#Data Structures in Julia

## Using the data structures package

In [54]:
using DataStructures

### Deque - Double sided queues
The Deque type implements a double-ended queue using a list of blocks. This data structure supports constant-time insertion/removal of elements at both ends of a sequence.

In [55]:
a = Deque{Int}()
isempty(a)          # test whether the dequeue is empty
length(a)           # get the number of elements
push!(a, 10)        # add an element to the back
pop!(a)             # remove an element from the back
unshift!(a, 20)     # add an element to the front
shift!(a)           # remove an element from the front
front(a)            # get the element at the front
back(a)             # get the element at the back

LoadError: Attempted to front at an empty deque.
while loading In[55], in expression starting on line 8

In [57]:
a = Deque{Int}()

Deque [[]]

In [59]:
isempty(a)

true

In [63]:
push!(a,10)

Deque [[10,10]]

In [64]:
pop!(a)

10

In [65]:
unshift!(a, 20)

Deque [[20,10]]

In [66]:
shift!(a)

20

In [67]:
front(a)

10

In [68]:
back(a)

10

### Stacks and Queues
The Stack and Queue types are a light-weight wrapper of a deque type, which respectively provide interfaces for FILO and FIFO access.

In [70]:
s = Stack(Int)
push!(s, x)
x = top(s)
x = pop!(s)

LoadError: `convert` has no method matching convert(::Type{Int64}, ::Array{Float64,1})
while loading In[70], in expression starting on line 2

In [71]:
s = Stack(Int)

Stack{Deque{Int64}}(Deque [[]])

In [73]:
push!(s, 1)

Stack{Deque{Int64}}(Deque [[1]])

In [75]:
x = top(s)

1

In [80]:
println(length(s))

0


In [83]:
q = Queue(Int)
enqueue!(q, 1)

Queue{Deque{Int64}}(Deque [[1]])

In [84]:
x = front(q)
y = back(q)
println(x == y)

true


In [85]:
x = dequeue!(q)

1

###Disjoint Sets

In [86]:
a = IntDisjointSets(10)      # creates a forest comprised of 10 singletons
union!(a, 3, 5)             # merges the sets that contain 3 and 5 into one
in_same_set(a, x, y)        # determines whether x and y are in the same set
elem = push!(a)             # adds a single element in a new set; returns the new element
                            # (this operation is often called MakeSet)

11

In [None]:
a = DisjointSets{String}(["a", "b", "c", "d"])
union!(a, "a", "b")
in_same_set(a, "c", "d")
push!(a, "f")

###Heaps
Heaps are data structures that efficiently maintain the minimum (or maximum) for a set of data that may dynamically change.

In [97]:
h = binary_maxheap(Int)

BinaryHeap{Int64,GreaterThan}(GreaterThan(),[])

In [98]:
h = binary_maxheap([12,234,2,512,5,235,25,12,512,5,234,4])
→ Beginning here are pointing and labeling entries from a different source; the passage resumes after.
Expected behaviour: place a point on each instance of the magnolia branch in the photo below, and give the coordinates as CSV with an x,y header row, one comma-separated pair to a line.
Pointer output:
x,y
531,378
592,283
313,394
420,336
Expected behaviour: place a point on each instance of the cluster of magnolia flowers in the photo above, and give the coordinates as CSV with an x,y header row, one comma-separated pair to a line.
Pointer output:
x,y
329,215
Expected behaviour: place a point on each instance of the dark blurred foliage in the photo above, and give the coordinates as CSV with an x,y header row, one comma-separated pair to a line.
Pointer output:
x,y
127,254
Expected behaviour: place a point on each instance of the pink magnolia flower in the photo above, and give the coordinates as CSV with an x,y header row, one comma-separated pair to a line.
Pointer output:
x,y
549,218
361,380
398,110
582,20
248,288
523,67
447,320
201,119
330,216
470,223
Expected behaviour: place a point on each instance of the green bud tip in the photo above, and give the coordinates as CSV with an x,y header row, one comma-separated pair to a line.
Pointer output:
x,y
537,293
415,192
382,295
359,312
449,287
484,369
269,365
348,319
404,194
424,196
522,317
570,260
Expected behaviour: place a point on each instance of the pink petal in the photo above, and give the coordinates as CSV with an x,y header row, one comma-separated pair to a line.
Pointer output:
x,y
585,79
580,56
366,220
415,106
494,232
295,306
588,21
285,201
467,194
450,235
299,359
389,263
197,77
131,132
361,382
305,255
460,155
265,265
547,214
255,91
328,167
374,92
BinaryHeap{Int64,GreaterThan}(GreaterThan(),[512,512,235,234,234,4,25,12,12,5,5,2])

In [100]:
# Let h be a heap, i be a handle, and v be a value.

length(h)         # returns the number of elements

isempty(h)        # returns whether the heap is empty

push!(h, 1651)       # add a value to the heap

top(h)            # return the top value of a heap

pop!(h)           # removes the top value, and returns it

1651

In [102]:
h = mutable_binary_maxheap([2414,14,61,7,2345,25,17,5,123])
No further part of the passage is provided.